Sometimes when you're picking up a gun in a shooter, you can't wait to get rid of it. The nagging feeling that something better is going to come along persists, and you wind up chasing the weapon of your dreams.
You're not going to have that problem in Fuse.
Insomniac is known for churning out games where oodles of imaginative weapons eventually wind up in your hands. Every time you got new weapon in a Resistance or Ratchet & Clank game, there was that period of experimentation where you played around with the thing to see if it'd fit your fancy.
Fuse feels different. Maybe it's because there are less of them but the guns in the studio's multiplatform game seem like they're more than just disposable weapons. Each of the game's heroic quartet will wield a specific weapon, which gets detailed—along with the characters' backstories—in the video above.
I had some hands-on time with Fuse two weeks ago and noticed that I thought more tactically by virtue of having to maximize my weapon's specialty. I rushed up front as Izzy with the Shattergun, blasting through first waves of attackers and slowly moved in tandem with other players to let them take advantage of Dalton's MagShield. Consequently, running out of ammo felt more like depleting a store of mana in a JRPG, leaving me with only more mundane weapons instead of the signature attack I'd gotten accustomed to.

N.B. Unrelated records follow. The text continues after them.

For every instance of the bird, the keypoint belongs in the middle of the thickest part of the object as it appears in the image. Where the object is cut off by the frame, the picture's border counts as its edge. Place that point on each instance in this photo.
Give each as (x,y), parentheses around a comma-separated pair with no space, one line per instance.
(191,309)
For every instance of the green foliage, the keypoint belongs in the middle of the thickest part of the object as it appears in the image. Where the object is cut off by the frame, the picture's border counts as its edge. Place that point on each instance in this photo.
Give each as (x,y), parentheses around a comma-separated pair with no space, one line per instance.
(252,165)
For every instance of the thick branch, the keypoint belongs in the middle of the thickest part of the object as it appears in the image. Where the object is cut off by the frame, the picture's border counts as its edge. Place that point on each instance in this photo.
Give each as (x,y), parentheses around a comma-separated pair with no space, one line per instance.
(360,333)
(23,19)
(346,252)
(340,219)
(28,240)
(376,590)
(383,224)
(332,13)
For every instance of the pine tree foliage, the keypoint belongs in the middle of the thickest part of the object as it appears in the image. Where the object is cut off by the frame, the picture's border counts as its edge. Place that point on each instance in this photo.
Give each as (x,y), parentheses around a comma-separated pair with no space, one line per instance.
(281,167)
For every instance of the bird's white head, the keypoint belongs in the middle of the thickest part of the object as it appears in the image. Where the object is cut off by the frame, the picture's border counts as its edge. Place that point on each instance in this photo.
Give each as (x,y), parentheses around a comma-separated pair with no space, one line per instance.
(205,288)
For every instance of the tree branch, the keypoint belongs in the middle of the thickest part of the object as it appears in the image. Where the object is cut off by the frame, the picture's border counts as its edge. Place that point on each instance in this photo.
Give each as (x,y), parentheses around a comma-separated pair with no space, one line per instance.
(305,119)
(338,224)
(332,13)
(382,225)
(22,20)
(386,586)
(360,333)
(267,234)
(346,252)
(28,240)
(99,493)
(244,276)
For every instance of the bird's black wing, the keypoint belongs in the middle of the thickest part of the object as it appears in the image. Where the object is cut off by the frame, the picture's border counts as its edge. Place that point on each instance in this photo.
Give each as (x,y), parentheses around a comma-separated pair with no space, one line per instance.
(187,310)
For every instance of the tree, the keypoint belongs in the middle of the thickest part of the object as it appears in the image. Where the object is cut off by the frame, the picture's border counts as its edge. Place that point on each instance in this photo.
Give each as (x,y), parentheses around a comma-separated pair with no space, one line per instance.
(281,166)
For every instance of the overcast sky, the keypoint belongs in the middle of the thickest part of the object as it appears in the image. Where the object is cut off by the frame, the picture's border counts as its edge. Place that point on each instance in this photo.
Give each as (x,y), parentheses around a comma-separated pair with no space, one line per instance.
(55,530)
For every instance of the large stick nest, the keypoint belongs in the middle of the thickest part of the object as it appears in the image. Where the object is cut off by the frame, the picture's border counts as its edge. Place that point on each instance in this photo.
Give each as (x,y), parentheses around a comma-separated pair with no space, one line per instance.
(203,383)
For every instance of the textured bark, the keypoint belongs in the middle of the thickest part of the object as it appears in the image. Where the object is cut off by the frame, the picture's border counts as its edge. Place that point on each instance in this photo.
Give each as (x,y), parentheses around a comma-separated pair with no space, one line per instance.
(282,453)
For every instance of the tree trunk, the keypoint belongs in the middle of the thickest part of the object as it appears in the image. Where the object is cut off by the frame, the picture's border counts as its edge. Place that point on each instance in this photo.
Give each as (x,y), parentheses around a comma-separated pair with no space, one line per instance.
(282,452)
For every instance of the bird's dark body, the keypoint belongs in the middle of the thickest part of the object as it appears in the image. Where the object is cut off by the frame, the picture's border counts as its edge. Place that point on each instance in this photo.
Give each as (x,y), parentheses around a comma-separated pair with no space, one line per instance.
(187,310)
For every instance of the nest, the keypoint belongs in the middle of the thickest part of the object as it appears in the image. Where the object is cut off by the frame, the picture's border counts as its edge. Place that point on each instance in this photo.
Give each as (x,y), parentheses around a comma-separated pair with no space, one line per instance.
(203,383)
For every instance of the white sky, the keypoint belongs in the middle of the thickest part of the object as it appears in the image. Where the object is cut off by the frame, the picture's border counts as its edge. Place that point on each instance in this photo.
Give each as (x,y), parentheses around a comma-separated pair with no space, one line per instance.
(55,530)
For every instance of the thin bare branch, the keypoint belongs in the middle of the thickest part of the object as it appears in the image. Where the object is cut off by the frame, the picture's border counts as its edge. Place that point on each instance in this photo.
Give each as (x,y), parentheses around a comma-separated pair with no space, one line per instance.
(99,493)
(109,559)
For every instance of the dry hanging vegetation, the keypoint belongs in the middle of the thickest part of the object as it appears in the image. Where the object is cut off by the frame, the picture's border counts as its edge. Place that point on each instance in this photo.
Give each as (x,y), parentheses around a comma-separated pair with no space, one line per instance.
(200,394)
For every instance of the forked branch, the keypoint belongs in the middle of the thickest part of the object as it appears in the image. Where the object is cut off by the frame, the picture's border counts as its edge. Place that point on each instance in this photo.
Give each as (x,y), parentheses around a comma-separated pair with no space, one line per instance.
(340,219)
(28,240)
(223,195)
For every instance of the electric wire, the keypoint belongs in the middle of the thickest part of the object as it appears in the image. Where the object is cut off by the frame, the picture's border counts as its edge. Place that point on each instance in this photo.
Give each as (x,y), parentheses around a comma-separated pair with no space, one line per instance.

In a conference call today, the topic of the art changes as Overstrike became Fuse came up again. CEO Ted Price said that Fuse has gone through less of a visual shift than any other IP at Insomniac and re-iterated that it's just part of their iterative process. In fact, when new tweaks to the characters' looks were pointed out, Price confirmed that Insomniac has continued to tweak the visuals on the Fuse quartet. He also said that an early version of Fuse experimented with making a four-player stealth game and that just feel flat. "When you get four players together, they want to blow stuff up," he said.